The e-tailing giant is expected to buck the retailing trend and grow robustly, thanks to improved shipping, a vast array of products, and expansion overseas
It's the prototypical Internet success story: Online retailer Amazon.com () has experienced rapid growth in both sales and the dizzying array of wares it offers in its relatively short life of 14 years. And in doing so, it has outstripped the sales growth of such brick-and-mortar rivals as Best Buy (BBY), Target (TGT), and even the 800-pound gorilla of U.S. retail, Wal-Mart (WMT).
Yet Amazon's stock, like those of other retailers, has dropped like a stone in the current market ugliness. From a 52-week high of 97.43 a share on Jan. 2, 2008, it has tumbled to a low of 34.68 on Nov. 20. By Nov. 25 it had regained a bit of ground, climbing to 42.19.
Part of the reason, of course, is that retailers aren't favored by Wall Street these days as the recession crimps consumer spending and merchants fail to pull in big crowds. But shopping online continues to be strong, judging from Amazon's third-quarter sales and earnings.
"Amazon.com continues to demonstrate the strength and worldwide potential of its business model," says Michael Souers, an analyst at Standard & Poor's, who rates the stock a buy. Part of its success comes from expanding its revenue sources, according to Souers. "[Continued] investments in long-term growth opportunities, such as Amazon Prime [shipping], seller platforms, and digital media stores" should provide added sources of revenues, says Souers. (S&P, like BusinessWeek, is a unit of The McGraw-Hill Companies (MHP).)
Margins May Expand
Such initiatives, he says, should result in continued strong sales and "significant margin expansion as it leverages its leading brand name and position as an Internet retailer."
Since 1995, when Amazon opened for business as the "Earth's Biggest Bookstore," the company has expanded its offerings to include a vast array of products such as apparel, shoes, jewelry, electronics, and computers. Later it broadened into movies, music, games, toys, and tools as well as sports, home-and-garden, grocery, and health products. It seems the list could go on if Amazon has its way.
About 55% of the company's sales come from North America and 45% from international. Media products accounted for 62% of 2007 sales; electronics and general merchandise, 35%; and other, 3%. Amazon has about $3.1 billion in cash, with only $1.3 billion in long-term debt.
Souers expects sales will rise by 30% in 2008, and continue to climb robustly the following year, driven by growth in new-product categories, expansion overseas, and a rise in third-party sellers. Based primarily on the jump in sales, he expects earnings to rise to $1.30 a share in 2008 and $1.63 in 2009, up from $1.21 in 2007. Souers sees the stock leaping to 62 in 12 months.
Gain in Market Share Ahead?
Indeed, Amazon has become a formidable online marketplace. Considering the tight economy, the e-tailer performed admirably in the third quarter ended in September, with sales rising 31%, although that marked the company's lowest year-over-year gain in 24 months. Even so, the performance still handily beat the average U.S. retailer's growth rate of only 1%. That suggests "a substantial gain in market share for Amazon," Warren Thorpe, an analyst at Value Line (VALU), said in a Nov. 21 report.

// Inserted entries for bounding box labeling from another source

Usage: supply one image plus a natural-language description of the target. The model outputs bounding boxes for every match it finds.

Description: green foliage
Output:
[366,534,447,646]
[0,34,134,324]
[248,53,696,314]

How does Amazon do it? First, this online retailing pioneer has attracted a loyal following. The number of active customers who make at least one purchase a year has climbed 17%, to 84 million. And the average customer spent 12% more than in the year-ago period, says Thorpe. He attributes the higher outlays to both a broader product catalog and the success of Amazon Prime's shipping service. Participation in the service rose 70% year-over-year, he adds.
Thorpe concedes that with consumer spending down so much, the retailer will likely have a difficult time maintaining its high performance levels. Nonetheless, he sees fourth-quarter revenues advancing 23%, to nearly $7 billion, from $5.6 billion a year ago. His sales estimate for 2009's fourth quarter is $8.3 billion.

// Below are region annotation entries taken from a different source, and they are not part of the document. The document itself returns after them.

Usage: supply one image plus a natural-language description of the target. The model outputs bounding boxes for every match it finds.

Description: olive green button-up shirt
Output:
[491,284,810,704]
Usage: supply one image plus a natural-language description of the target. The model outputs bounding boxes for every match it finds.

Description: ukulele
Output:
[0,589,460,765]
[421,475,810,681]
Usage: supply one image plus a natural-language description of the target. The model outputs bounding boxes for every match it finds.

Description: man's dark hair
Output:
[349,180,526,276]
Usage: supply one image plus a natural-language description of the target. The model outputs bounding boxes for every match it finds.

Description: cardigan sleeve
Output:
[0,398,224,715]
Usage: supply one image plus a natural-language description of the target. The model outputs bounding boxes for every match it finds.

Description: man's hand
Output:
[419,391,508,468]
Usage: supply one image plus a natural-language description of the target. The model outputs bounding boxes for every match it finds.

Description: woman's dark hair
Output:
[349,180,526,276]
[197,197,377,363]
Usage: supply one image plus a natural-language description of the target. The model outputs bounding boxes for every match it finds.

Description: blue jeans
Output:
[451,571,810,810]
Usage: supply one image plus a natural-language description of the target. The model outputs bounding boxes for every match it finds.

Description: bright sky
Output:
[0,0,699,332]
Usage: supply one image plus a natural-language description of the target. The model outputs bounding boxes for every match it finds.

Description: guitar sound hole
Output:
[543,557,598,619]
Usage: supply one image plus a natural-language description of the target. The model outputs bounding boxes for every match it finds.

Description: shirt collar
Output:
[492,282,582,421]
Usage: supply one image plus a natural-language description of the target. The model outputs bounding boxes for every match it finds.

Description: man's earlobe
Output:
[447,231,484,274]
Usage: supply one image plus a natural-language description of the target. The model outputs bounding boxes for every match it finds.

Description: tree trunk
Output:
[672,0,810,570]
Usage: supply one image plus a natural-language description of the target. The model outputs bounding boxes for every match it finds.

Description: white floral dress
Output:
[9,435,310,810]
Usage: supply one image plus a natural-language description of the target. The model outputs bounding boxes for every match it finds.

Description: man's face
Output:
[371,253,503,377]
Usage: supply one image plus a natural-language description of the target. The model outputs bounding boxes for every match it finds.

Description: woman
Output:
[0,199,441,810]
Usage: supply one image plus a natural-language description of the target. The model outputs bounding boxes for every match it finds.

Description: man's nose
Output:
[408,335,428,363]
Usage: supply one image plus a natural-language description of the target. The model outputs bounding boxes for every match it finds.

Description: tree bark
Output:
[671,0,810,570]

Next year the operating environment will probably continue to be a challenge, says the analyst. Still, he predicts top-line growth in revenues of 17%, to $22.6 billion, in 2009, up from $19.4 billion in 2008 and $14.8 billion in 2007.
How does he expect Amazon to hit such targets? Aggressive pricing and heavy marketing should continue to attract shoppers, says Thorpe. The company should further benefit from a "very efficient infrastructure," thanks to heavy investments in info tech in the past couple of years.
Having fallen hard, the stock is a buy based not only on how Amazon has fared this year in such a difficult retailing environment, but more importantly as a play on the economy's potential for recovery. Think of what the company's top line and bottom line will look like—and how powerful its stock will be—once the economy turns up.
Unless otherwise noted, neither the sources cited in Gene Marcial's Stock Picks nor their firms hold positions in the stocks under discussion. Similarly, they have no investment banking or other financial relationships with them.